Detail perhitungan filter EMC untuk meredam emisi CE tersebut dapat dilihat di sini. Trace hitam dalam gambar di atas menunjukkan efek peredaman oleh filter yang terpasang. Namun, saya merasa perhitungan dalam artikel tersebut masih bisa di-improve lagi. Akan kembali ke sini bila ada update. Salah satu yang akan ditelisik lebih dalam lagi yaitu impedansi masukan dari driver yang masih belum diketahui. Sedangkan cara kerja filter berdasar pada prinsip impedance mismatch. Untuk mengetahui impedansi suatu rangkaian dalam kondisi menyala, perlu diukur dengan in-circuit vector network analyzer. Semoga nanti ada kesempatan mengakses alat ukur ini 🙏.

Refleksi

Ternyata switching mode power supply (SMPS) memang tidak mudah. Mungkin karena itu, waktu kuliah S1, subject ini tidak tersentuh sama sekali. Power supply yang diajarkan hanya sampai pada linear power supply, yang menggunakan trafo 50Hz yang berat itu dan linear regulator. Menurut kawan debat saya Mr. SWH, seharusnya SMPS diajarkan juga di kuliah S1 karena hari-hari ini hampir semua power supply adalah SMPS 😊.

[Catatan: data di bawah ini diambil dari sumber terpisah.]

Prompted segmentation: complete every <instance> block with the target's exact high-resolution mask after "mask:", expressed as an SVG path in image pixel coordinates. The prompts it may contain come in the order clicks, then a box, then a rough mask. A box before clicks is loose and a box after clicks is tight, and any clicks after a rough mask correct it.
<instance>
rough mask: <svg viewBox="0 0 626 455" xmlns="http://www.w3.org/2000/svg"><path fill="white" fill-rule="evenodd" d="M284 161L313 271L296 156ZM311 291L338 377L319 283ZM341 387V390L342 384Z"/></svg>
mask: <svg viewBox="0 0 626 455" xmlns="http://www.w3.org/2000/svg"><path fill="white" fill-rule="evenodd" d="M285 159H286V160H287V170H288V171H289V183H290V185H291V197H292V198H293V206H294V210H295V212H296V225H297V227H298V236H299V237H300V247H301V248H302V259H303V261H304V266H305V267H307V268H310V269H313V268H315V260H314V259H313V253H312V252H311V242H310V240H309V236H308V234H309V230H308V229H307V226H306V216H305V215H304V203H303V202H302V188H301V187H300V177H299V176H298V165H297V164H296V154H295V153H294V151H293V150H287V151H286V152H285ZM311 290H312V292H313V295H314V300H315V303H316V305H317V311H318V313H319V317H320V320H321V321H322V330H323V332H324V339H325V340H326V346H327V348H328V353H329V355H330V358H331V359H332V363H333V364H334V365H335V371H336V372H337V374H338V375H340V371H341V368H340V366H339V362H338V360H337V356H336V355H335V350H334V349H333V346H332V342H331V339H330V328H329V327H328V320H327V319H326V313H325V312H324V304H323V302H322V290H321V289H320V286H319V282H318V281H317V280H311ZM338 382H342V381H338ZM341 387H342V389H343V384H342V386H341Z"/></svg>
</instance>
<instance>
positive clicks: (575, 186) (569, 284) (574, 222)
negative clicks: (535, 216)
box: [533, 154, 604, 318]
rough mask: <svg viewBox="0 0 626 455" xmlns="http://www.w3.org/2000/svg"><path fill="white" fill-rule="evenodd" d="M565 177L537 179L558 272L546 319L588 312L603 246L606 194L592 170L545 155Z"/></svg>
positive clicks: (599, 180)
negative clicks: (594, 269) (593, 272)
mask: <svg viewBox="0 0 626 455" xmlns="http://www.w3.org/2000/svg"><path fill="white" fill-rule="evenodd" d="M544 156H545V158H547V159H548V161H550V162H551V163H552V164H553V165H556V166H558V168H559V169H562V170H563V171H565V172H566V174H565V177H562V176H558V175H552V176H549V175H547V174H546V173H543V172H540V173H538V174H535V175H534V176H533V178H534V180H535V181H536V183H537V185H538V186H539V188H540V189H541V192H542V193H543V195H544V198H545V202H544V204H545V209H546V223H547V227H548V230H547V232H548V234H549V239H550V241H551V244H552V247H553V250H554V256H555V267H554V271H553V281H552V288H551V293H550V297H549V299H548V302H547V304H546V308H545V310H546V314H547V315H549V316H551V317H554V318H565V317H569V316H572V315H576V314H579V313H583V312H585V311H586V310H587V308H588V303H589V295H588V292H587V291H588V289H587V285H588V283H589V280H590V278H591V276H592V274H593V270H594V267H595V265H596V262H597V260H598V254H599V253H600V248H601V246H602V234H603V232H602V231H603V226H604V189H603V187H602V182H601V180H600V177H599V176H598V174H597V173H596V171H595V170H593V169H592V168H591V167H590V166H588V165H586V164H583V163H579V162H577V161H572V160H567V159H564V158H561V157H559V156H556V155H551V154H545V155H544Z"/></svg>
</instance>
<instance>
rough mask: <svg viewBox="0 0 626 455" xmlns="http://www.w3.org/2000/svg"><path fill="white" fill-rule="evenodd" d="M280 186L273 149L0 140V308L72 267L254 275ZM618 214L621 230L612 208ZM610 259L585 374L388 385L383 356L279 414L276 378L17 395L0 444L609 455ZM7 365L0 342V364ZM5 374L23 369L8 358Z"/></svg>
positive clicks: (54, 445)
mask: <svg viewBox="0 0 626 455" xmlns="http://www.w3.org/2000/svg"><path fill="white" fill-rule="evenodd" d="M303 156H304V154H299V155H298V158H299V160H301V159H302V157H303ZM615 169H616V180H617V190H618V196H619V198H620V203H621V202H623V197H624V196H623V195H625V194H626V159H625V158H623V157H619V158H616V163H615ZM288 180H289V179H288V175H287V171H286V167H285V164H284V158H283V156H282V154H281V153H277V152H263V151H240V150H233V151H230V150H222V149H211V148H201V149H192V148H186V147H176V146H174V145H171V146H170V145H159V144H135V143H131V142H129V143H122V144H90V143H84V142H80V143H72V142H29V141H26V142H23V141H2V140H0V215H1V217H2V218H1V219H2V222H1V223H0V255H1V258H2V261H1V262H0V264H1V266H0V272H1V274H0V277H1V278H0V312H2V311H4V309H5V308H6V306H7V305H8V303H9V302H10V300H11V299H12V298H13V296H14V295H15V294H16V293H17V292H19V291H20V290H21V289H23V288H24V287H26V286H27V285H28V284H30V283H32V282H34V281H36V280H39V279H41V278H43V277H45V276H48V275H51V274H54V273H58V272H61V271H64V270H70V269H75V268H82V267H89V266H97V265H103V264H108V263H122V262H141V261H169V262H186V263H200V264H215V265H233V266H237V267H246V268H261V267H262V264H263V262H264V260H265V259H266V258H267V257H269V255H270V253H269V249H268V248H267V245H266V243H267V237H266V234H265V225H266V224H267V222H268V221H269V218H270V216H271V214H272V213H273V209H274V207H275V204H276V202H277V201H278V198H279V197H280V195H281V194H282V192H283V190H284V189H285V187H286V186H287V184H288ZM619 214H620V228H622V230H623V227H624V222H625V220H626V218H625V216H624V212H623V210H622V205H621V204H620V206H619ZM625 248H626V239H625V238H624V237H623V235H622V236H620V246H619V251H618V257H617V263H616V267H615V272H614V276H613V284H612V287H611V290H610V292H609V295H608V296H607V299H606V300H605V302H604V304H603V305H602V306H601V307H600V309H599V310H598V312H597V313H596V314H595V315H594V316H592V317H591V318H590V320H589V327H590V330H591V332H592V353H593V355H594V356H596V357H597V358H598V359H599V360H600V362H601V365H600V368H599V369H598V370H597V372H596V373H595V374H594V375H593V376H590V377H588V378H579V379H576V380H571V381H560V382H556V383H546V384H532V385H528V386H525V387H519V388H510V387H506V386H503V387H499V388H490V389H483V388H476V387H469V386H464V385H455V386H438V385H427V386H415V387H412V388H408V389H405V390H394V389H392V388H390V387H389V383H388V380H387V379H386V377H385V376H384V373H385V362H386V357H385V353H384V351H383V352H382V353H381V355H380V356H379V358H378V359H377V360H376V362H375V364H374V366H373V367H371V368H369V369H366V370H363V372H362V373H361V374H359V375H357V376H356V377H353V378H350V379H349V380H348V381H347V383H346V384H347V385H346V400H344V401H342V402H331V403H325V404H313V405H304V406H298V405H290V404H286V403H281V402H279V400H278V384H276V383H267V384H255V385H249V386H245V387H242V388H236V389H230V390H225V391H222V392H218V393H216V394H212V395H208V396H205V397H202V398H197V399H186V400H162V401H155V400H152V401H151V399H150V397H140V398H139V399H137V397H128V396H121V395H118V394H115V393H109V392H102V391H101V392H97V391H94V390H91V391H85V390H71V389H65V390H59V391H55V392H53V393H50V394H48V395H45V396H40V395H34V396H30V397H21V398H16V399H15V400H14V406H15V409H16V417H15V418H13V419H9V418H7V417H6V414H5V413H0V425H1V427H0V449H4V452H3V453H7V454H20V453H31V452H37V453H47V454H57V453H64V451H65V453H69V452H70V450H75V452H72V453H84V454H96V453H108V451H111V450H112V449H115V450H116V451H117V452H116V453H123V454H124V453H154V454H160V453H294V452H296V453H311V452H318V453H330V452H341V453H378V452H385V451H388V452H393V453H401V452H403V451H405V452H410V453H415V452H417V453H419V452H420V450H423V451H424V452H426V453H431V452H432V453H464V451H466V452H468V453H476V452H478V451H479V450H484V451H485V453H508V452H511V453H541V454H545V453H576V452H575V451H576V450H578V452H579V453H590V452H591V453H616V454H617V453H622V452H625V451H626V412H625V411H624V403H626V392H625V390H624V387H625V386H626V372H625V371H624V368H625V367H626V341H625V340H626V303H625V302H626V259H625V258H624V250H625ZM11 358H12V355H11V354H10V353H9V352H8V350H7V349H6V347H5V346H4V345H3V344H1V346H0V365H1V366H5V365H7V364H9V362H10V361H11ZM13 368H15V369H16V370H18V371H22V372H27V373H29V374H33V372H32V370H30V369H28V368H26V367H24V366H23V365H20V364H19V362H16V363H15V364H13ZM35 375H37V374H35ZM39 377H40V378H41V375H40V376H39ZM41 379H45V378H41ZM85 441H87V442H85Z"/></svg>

Overall, petualangan membuat prototipe driver LED ini sangat seru, dan akhirnya melihat lampu LED bisa menyala 💡⚡ benar-benar ada kepuasan tersendiri. Tapi, memang masih banyak ruang untuk penyempurnaan, diantaranya peningkatan efisiensi dan minimalisir noise CE dari sejak sumbernya supaya ukuran filter bisa lebih kecil (misal dengan layout PCB yang lebih baik, teknik menggulung trafo, dsb.).